In 1978, when he began with a rented cello, he called in Mari and their two daughters to hear him play one note--D--"over and over" until he got the true bell-like ring. "It's not a loud instrument but it can be annoying, especially if you're first learning and you hit a lot of wrong notes." Then it was "Twinkle, Twinkle, Little Star," recorded on some disc stashed somewhere in the house. "Now I think, 'Gee, I think I've progressed a little from that.' "
He tries to take a lesson once a week and practices every day, if only for 15 minutes in the morning, sometimes still in his pajamas. He likes to spend Monday nights with the chamber group at Temple Emanuel in Beverly Hills, and he gets together at noon Thursdays for brown-bag practices with his piano-playing senior deputy, Jim Petzke, and composer-musician Toni Marcus, who answered their ad in a downtown paper for a violinist interested in "sophisticated but playable" music. Edelman's press deputy, John Stodder, had been their violinist, but he left to join the staff of the regrettably less musical Tom Bradley.
At the Thursday sessions, Edelman may be the junior musician, but he's still the boss; the Bach stops there. "Let's take that one again from the top," he says, frowning. A few measures later: "I think we're off," Petzke says politely. "Yeah," Edelman says, sounding severe. " I'm off."
"There's a difference between playing for yourself and when someone listens," he says later. "If someone's listening, I think I hear myself more critically."
Edelman's is not a soloist's soul: "I like playing in trio rather than solo, much better. I enjoy having the opportunity to join with other people to make music--hearing the music they're making and you're adding to it. Soloists, they stand out."
The soloist who stands out for Edelman is the virtuoso Yo-Yo Ma, whom he met backstage at the Hollywood Bowl one night. They shook hands and Ma stepped out of the dressing room, leaving Edelman to play his cello--a kid alone with Babe Ruth's bat. He played scales, carefully. He was too intimidated to play anything else, his wife says. "His eyes were so big--it was so cute. "
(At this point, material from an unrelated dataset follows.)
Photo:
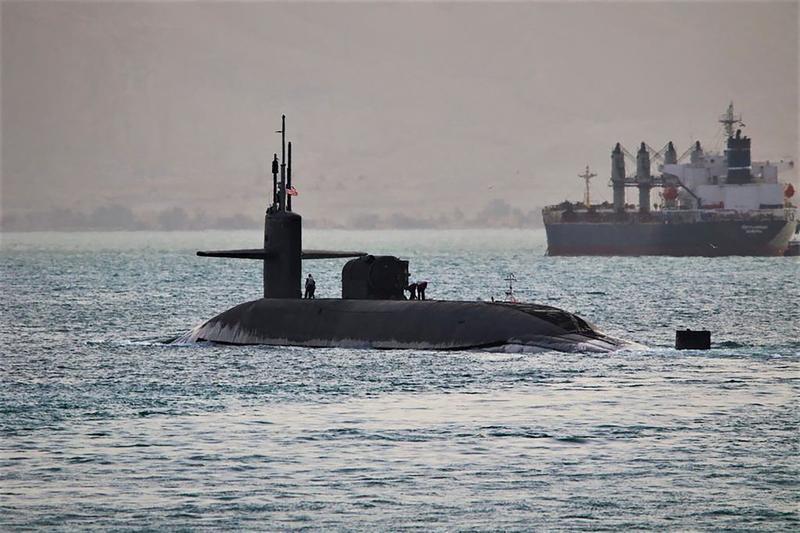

Edelman has played the Bowl himself--humbly, not as the supervisor whose district the Bowl is in, but as the tyro in the orchestra. It was July, 1981, with Erich Leinsdorf conducting the Toy Symphony, and Edelman was not so accomplished then. He played only the first note of every measure, "and sometimes I didn't do that. I thought people could tell I wasn't playing every note; I was frightened to death."
He survived it with an insight--"I think the great artists can rise above and go out there, and not get shook that there are a thousand people out there listening"--and a cherished souvenir: an autographed program from Leinsdorf, reading, "From one supervisor to another."